Before you hand in your resignation
Make sure to give your boss plenty of time when you hand in your notice. Many companies will have a mandate in place in the contract dictating how much notice needs to be given. This usually varies by the amount of years an employee has worked and will state the number of weeks necessary beforehand. Familiarise yourself with your notice period and be sure to work till the very end. If the handbook states that you only need to give 2 weeks’ notice, we would say as a matter of respect for your employer increase this to maybe 3-4 weeks instead. This will allow them plenty of time to make the necessary replacements to cover any business requirements and will be appreciated.
Draft up a letter of resignation, which you can hand to your boss when the resignation meeting is scheduled. If you are unsure about what the letter needs to contain, then we have listed the key parts below:
A resignation letter must contain the following:
- Your name
- The date
- Addressee and their title
- Notice of termination of employment
- When this is effective from
- Your signature
During the meeting remember not to talk too much and always remember your manners. Always be polite and humble, never use such a meeting to scorn or lecture your boss, they will not appreciate it.
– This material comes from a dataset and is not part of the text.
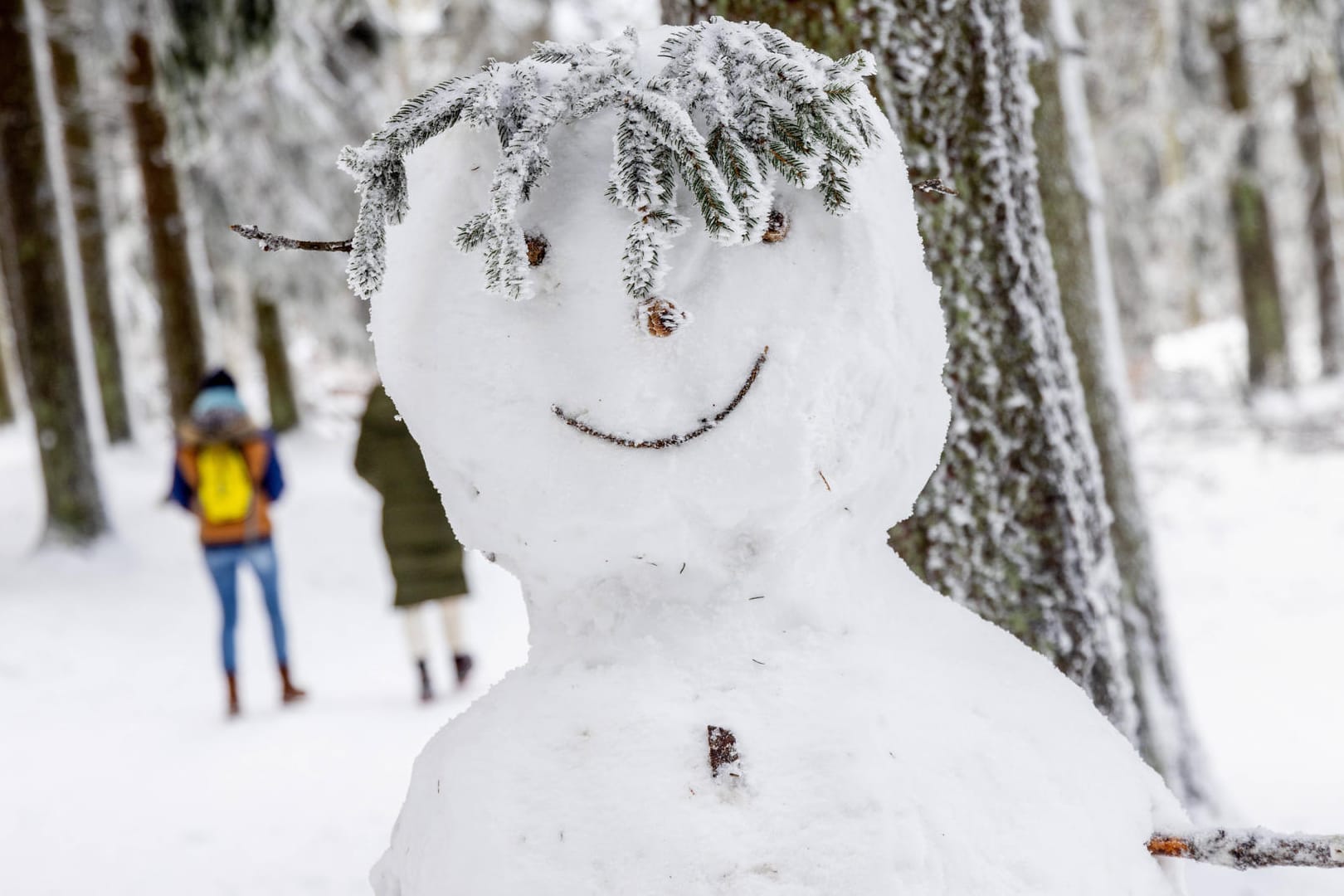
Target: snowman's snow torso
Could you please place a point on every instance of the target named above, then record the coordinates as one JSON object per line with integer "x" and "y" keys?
{"x": 890, "y": 742}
After formally handing in your notice:
At this point many candidates may be excited about their new career prospects, but remember you are still an employee of your current workplace, so you will still be expected to act with integrity and respect towards your work colleagues. Here discretion is the better part of valour, never tell people of your ‘dream job’ as it will appear distasteful and selfish. When the time is right, plan on how to tell the right people of your intensions, but not before.
Help in the handover process
If you work in a position of authority and are able you train up the new replacement for your job then do so in a meaningful way. Remember with every action that you do you want to convey a favourable and grateful impression. If you have access to a valuable client base that your employer has trusted you with, no matter how tempting, never take those clients with you.
Do not become lazy in your responsibilities
Even though you may only have a few weeks or months left to work, you must avoid becoming lazy. People will remember if you start to avoid your responsibilities, and start letting the work pile up. Always have in mind that you want to be remembered for all of the right reasons, if people remember your last days with resentment it could harm your prospects if and when you need them in the future.
Part in a meaningful and respectful way
Take your time in thanking all of the people who have taken the time to know you as a person and to develop your career. Avoid contacting them by email or phone by doing it in person, you never know when you might need your colleagues again, so be sure to get their contact details.
After leaving never disrespect your former colleagues or boss
This is a point that many people need to adhere to. Remember you never want to burn your bridges, and if things go wrong in your new job you will always be welcomed back if you have been courteous and pleasant when you left. The door will never be left open to employees who chastise their former work colleague out of spite or malice.
People leaving to start new careers is not a new phenomenon, with the reasons for them choosing to leave varying from better salary propositions through to a better work life balance. Therefore knowing the correct way to leave and on the right terms is a necessary life skill.